I dont think ph is your issue here. This looks to be underfeeding, or some sort of nutrient lock out. Your best bet this late in the game would be to flush and start feeding closer to the suggested feed level.

You wont be able to correct or fix any of the damage that is already visible.. But the goal now should be to stop the issues from spreading any further and keeping the green leaves green.

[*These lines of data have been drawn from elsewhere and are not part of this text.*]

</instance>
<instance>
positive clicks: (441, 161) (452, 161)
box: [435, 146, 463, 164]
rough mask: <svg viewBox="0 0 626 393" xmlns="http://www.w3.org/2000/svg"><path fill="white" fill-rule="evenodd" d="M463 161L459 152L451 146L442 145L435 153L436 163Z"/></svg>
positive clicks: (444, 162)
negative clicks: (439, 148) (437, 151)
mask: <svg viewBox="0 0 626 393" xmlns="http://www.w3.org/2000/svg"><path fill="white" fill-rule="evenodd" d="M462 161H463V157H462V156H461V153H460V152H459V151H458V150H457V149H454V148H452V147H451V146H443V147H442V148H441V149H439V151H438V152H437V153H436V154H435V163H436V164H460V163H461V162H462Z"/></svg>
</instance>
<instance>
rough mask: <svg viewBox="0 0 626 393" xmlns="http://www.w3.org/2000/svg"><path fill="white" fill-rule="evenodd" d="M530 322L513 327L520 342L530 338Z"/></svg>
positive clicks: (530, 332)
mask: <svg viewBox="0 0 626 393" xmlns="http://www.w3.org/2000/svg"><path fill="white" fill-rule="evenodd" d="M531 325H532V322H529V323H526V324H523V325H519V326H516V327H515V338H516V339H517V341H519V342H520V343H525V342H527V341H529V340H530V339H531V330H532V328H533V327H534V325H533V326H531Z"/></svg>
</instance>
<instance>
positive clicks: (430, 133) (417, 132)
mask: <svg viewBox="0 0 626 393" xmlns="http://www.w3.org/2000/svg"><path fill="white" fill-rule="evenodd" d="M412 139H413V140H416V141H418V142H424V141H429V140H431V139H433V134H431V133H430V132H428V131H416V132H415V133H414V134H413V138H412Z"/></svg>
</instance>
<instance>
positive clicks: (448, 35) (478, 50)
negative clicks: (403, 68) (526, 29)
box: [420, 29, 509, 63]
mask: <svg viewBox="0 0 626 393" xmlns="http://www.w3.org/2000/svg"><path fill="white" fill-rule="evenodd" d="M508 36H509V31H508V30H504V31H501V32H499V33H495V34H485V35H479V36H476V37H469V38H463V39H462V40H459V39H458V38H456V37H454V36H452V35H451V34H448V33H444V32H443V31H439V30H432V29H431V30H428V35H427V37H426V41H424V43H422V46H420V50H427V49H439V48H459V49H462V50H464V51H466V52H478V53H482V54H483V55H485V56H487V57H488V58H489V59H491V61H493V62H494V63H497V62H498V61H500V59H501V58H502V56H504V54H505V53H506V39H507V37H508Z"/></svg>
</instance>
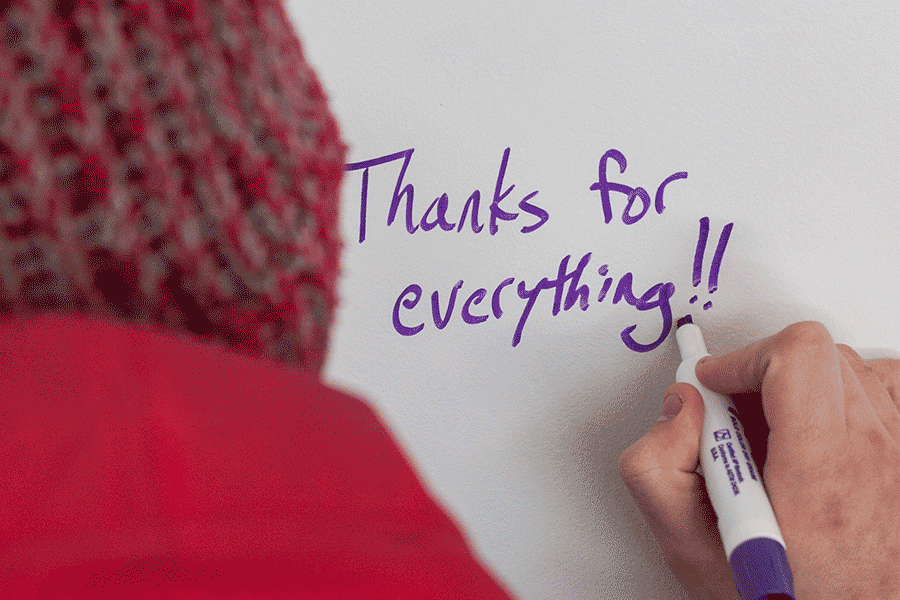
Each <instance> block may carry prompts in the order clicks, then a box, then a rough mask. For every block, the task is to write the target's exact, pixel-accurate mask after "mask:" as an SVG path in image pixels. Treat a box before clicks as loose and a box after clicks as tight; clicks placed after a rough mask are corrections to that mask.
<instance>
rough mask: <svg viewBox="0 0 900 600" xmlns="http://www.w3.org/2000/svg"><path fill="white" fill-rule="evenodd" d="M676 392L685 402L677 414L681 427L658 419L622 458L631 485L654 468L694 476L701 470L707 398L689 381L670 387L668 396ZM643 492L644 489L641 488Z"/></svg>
mask: <svg viewBox="0 0 900 600" xmlns="http://www.w3.org/2000/svg"><path fill="white" fill-rule="evenodd" d="M672 395H677V396H680V397H681V399H682V400H683V401H684V404H685V406H684V407H683V408H682V410H681V412H680V413H679V414H678V417H676V419H679V422H678V424H677V425H678V426H676V427H667V426H666V424H667V423H666V422H657V423H656V424H655V425H654V426H653V427H651V428H650V431H648V432H647V433H646V434H645V435H644V437H642V438H641V439H639V440H638V441H636V442H635V443H634V444H632V445H631V447H630V448H628V450H626V451H625V453H624V454H622V456H621V458H620V459H619V472H620V473H621V475H622V479H624V480H625V483H627V484H629V487H630V486H631V484H632V482H633V481H636V480H638V479H641V478H642V477H644V476H645V475H646V474H647V473H650V472H653V471H660V470H663V471H667V472H672V471H677V472H681V473H690V474H691V475H694V473H693V471H695V470H696V469H697V465H698V464H699V462H700V460H699V452H700V436H699V433H700V431H702V429H703V408H702V407H703V399H702V398H700V393H699V392H698V391H697V390H696V389H695V388H694V386H692V385H690V384H687V383H675V384H673V385H671V386H669V388H668V389H667V390H666V394H665V396H666V398H668V397H670V396H672ZM682 413H684V414H682ZM691 432H696V435H695V436H693V437H692V436H691V435H690V433H691ZM686 434H687V435H686ZM639 493H643V491H641V490H639ZM662 493H665V490H662Z"/></svg>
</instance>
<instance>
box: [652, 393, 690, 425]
mask: <svg viewBox="0 0 900 600" xmlns="http://www.w3.org/2000/svg"><path fill="white" fill-rule="evenodd" d="M682 406H684V402H683V401H682V400H681V398H679V397H678V396H675V395H672V396H666V401H665V403H664V404H663V411H662V414H661V415H659V418H658V419H657V420H656V422H657V423H659V422H660V421H669V420H671V419H674V418H675V415H677V414H678V413H679V412H681V407H682Z"/></svg>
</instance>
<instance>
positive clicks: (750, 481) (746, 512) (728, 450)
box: [675, 315, 796, 600]
mask: <svg viewBox="0 0 900 600" xmlns="http://www.w3.org/2000/svg"><path fill="white" fill-rule="evenodd" d="M675 338H676V339H677V340H678V350H679V352H680V353H681V365H679V366H678V372H677V374H676V375H675V380H676V381H679V382H684V383H689V384H691V385H693V386H694V387H695V388H697V391H698V392H700V395H701V396H703V404H704V407H705V413H704V417H703V433H702V435H701V437H700V466H701V469H702V473H703V478H704V479H705V480H706V489H707V491H708V492H709V499H710V502H711V503H712V506H713V509H714V510H715V511H716V517H717V519H718V525H719V533H720V534H721V536H722V545H724V546H725V556H727V557H728V563H729V564H730V565H731V572H732V573H733V574H734V582H735V585H736V586H737V590H738V593H740V595H741V598H743V600H775V599H776V598H780V599H784V598H791V599H793V600H796V597H795V596H794V576H793V575H792V574H791V567H790V565H789V564H788V561H787V554H786V553H785V550H784V548H785V543H784V538H783V537H782V536H781V530H780V529H779V528H778V521H776V520H775V513H774V512H773V511H772V505H771V504H770V503H769V498H768V496H766V491H765V488H763V482H762V473H760V472H759V469H757V468H756V463H755V462H754V461H753V457H752V456H750V444H749V442H748V441H747V437H746V436H745V435H744V428H743V426H742V425H741V422H740V421H739V420H738V412H737V410H736V409H735V407H734V403H733V402H732V401H731V398H728V397H727V396H723V395H721V394H717V393H715V392H713V391H711V390H709V389H707V388H705V387H703V385H702V384H701V383H700V381H699V380H698V379H697V373H696V366H697V361H699V360H700V359H701V358H703V357H704V356H709V351H708V350H707V349H706V343H705V342H704V341H703V334H702V333H701V332H700V328H699V327H697V326H696V325H694V324H693V320H692V319H691V316H690V315H687V316H686V317H683V318H681V319H679V320H678V327H677V329H676V330H675Z"/></svg>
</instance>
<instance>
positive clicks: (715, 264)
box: [690, 217, 734, 310]
mask: <svg viewBox="0 0 900 600" xmlns="http://www.w3.org/2000/svg"><path fill="white" fill-rule="evenodd" d="M733 227H734V223H729V224H728V225H726V226H725V227H724V228H723V229H722V234H721V235H720V236H719V244H718V245H717V246H716V253H715V254H713V260H712V264H711V265H710V268H709V293H710V294H712V293H713V292H715V291H716V290H717V289H719V267H721V265H722V257H723V256H724V254H725V247H726V246H727V245H728V238H730V237H731V229H732V228H733ZM708 238H709V217H703V218H702V219H700V238H699V239H698V240H697V250H696V252H694V274H693V284H694V287H697V286H698V285H700V280H701V279H702V278H703V254H704V253H705V252H706V241H707V239H708ZM697 299H698V297H697V296H694V297H693V298H691V301H690V302H691V304H693V303H694V302H696V301H697ZM710 308H712V301H710V302H707V303H706V304H704V305H703V310H709V309H710Z"/></svg>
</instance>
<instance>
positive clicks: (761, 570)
mask: <svg viewBox="0 0 900 600" xmlns="http://www.w3.org/2000/svg"><path fill="white" fill-rule="evenodd" d="M728 562H729V563H731V572H732V573H734V582H735V585H736V586H737V589H738V593H740V595H741V598H743V599H744V600H776V599H781V600H784V599H786V598H790V599H791V600H796V598H795V596H794V576H793V575H792V574H791V567H790V566H789V565H788V562H787V554H786V553H785V551H784V548H783V547H782V546H781V544H779V543H778V542H776V541H775V540H773V539H770V538H753V539H749V540H747V541H746V542H743V543H742V544H739V545H738V546H737V548H735V549H734V551H732V553H731V558H730V559H729V561H728Z"/></svg>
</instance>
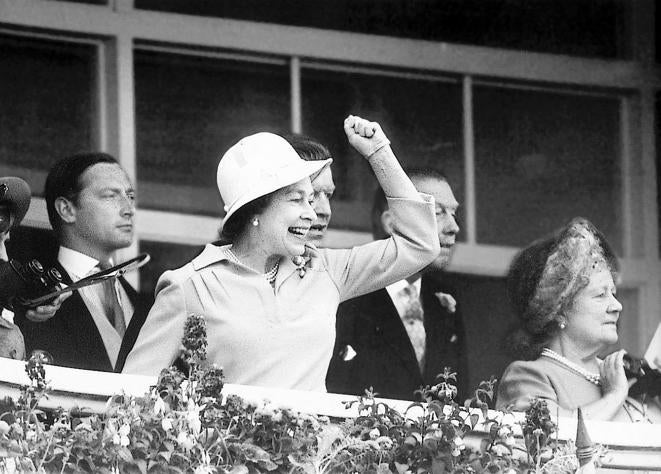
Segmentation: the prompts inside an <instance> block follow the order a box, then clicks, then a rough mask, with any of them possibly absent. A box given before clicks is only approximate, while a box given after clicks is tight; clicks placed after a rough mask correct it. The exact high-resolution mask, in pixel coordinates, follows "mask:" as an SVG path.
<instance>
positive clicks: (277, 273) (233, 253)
mask: <svg viewBox="0 0 661 474" xmlns="http://www.w3.org/2000/svg"><path fill="white" fill-rule="evenodd" d="M225 253H226V254H227V256H228V257H229V258H230V260H232V261H233V262H234V263H238V264H240V265H243V264H242V263H241V260H239V257H237V256H236V254H235V253H234V252H232V249H231V248H230V247H227V248H226V249H225ZM279 269H280V262H279V261H278V262H275V265H273V266H272V267H271V269H270V270H269V271H268V272H266V273H264V274H263V275H264V278H266V281H268V282H269V284H270V285H271V286H273V285H275V278H276V277H277V276H278V270H279Z"/></svg>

View attachment 1109294View attachment 1109295
I was even feeding 2 waterings before this one it was showing brown tips at 3ml of grow and 1.5ml algamic and 1.5ml bloom thats where im stuck and think the ph is off after third watering i measured the run off and was low as 5.3 and now its at ph 6 will give her flush and 2mo new hanna meter will arive so need to check the ph im sure thats the problem hopefully thank you for your tips
 
I was even feeding 2 waterings before this one it was showing brown tips at 3ml of grow and 1.5ml algamic and 1.5ml bloom thats where im stuck and think the ph is off after third watering i measured the run off and was low as 5.3 and now its at ph 6 will give her flush and 2mo new hanna meter will arive so need to check the ph im sure thats the problem hopefully thank you for your tips
Ps.. Checking the ph of the run off water is the least realible way to check the ph of the soil.. Ph fluctuates regularly.. It's different at the root zone than it is at that top or bottom. You want to know the ph of the soil.. not the ph of the water that comes out of the soil. It's a last ditch, worse case option.. Your soil has a buffer in it that keeps the ph of the medium in proper range. Wishing you the best!